$Ω$: Operator-based Mixture Ensemble for Generative Assimilation

Characterizing non-Gaussian posterior distributions in partially observed high-dimensional nonlinear systems remains a fundamental challenge in data assimilation. Ensemble Kalman filters rely on Gaussian approximations that can be inaccurate for strongly non-Gaussian posteriors, whereas particle filters suffer from severe scalability limitations. Recent score-based generative approaches improve posterior characterization but typically require supervised training with ground-truth posterior samples, which are unavailable in most practical applications.
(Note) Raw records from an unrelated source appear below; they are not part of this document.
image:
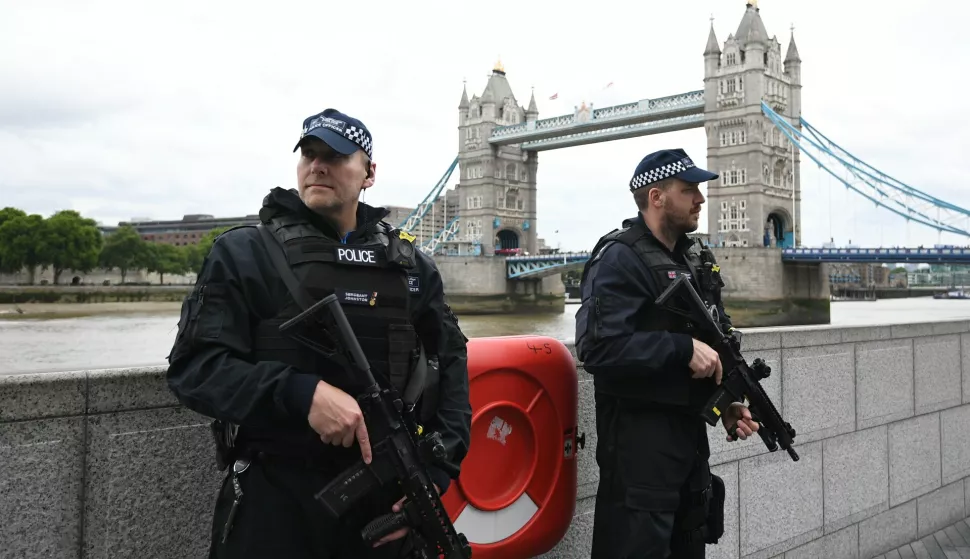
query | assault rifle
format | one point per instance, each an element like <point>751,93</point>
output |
<point>739,381</point>
<point>401,449</point>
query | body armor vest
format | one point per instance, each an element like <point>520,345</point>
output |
<point>704,274</point>
<point>371,283</point>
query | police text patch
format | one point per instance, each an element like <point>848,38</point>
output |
<point>358,256</point>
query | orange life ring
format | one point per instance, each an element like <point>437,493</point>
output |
<point>516,495</point>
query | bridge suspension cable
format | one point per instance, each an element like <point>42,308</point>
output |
<point>413,219</point>
<point>448,233</point>
<point>881,189</point>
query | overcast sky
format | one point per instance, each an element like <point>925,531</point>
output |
<point>137,109</point>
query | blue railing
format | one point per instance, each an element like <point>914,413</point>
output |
<point>882,255</point>
<point>542,265</point>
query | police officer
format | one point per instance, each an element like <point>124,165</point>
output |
<point>287,421</point>
<point>651,377</point>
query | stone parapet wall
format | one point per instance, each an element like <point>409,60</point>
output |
<point>107,464</point>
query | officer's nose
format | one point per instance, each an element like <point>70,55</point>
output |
<point>320,165</point>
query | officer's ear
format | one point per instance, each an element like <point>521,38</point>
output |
<point>371,169</point>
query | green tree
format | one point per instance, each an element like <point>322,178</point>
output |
<point>168,259</point>
<point>198,252</point>
<point>71,242</point>
<point>6,214</point>
<point>22,245</point>
<point>124,249</point>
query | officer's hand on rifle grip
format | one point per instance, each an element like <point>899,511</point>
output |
<point>739,422</point>
<point>337,418</point>
<point>705,362</point>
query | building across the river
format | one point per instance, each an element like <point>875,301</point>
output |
<point>186,231</point>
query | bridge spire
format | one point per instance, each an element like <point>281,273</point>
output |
<point>792,56</point>
<point>464,95</point>
<point>712,46</point>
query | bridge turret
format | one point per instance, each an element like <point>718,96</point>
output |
<point>755,201</point>
<point>497,190</point>
<point>793,69</point>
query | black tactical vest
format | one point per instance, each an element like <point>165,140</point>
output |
<point>664,270</point>
<point>374,294</point>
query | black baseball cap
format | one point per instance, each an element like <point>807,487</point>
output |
<point>343,133</point>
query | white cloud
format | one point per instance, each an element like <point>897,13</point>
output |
<point>121,109</point>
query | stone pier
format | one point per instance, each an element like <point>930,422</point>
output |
<point>761,290</point>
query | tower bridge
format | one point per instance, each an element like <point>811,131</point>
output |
<point>750,109</point>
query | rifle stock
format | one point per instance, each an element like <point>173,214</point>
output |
<point>401,449</point>
<point>740,381</point>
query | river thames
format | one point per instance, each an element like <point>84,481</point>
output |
<point>128,340</point>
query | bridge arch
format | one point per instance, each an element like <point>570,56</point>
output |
<point>507,239</point>
<point>778,229</point>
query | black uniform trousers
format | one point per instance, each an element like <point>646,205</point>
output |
<point>278,516</point>
<point>653,476</point>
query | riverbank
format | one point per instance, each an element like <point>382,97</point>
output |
<point>46,311</point>
<point>90,294</point>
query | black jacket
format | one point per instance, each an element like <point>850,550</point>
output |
<point>211,371</point>
<point>617,292</point>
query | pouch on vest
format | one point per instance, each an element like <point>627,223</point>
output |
<point>714,525</point>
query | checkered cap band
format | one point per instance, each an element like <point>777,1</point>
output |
<point>660,173</point>
<point>356,135</point>
<point>361,138</point>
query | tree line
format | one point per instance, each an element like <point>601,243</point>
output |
<point>68,241</point>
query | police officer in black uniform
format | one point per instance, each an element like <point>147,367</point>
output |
<point>656,496</point>
<point>286,418</point>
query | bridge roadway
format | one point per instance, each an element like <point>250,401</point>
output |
<point>585,126</point>
<point>523,267</point>
<point>949,255</point>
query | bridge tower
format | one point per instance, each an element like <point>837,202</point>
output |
<point>497,188</point>
<point>757,199</point>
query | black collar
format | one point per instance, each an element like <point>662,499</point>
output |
<point>287,201</point>
<point>683,244</point>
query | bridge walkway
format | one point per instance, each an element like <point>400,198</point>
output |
<point>952,542</point>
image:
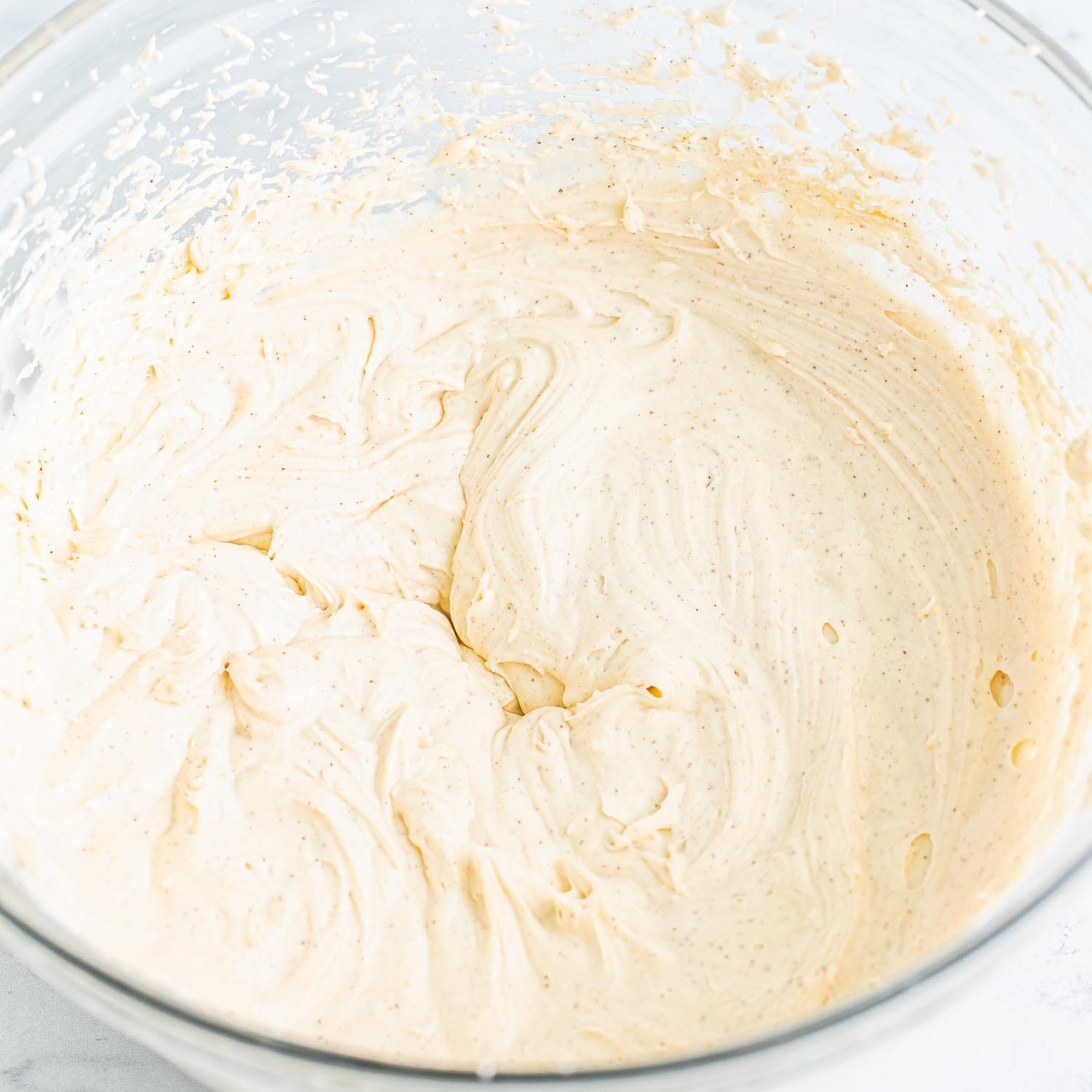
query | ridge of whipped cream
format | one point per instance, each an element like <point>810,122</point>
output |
<point>611,607</point>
We introduce Ω (Operator-based Mixture Ensemble for Generative Assimilation), a scalable framework that integrates conditional Gaussian surrogate modeling, unsupervised score learning, and generative sampling. The conditional Gaussian surrogate provides a nonlinear non-Gaussian baseline approximation while admitting closed-form conditional posterior distributions for the unresolved variables. First, Ω exploits these closed-form conditional distributions to analytically recover the high-dimensional unobserved component, reducing computational cost and mitigating the curse of dimensionality. Second, Ω learns only the residual discrepancy beyond an analytical baseline through denoising score matching using ensemble trajectories alone, eliminating the need for ground-truth posterior samples and substantially reducing the learning burden. Third, Ω reconstructs the full non-Gaussian posterior distribution of both observed and unobserved variables via a Gaussian mixture representation, capturing multimodal, skewed, and heavy-tailed statistics. Finally, Ω employs annealed Langevin sampling to iteratively refine ensemble members from the baseline toward the target posterior. Ω is validated on several turbulent models with intermittency and extreme events, consistently improving posterior accuracy.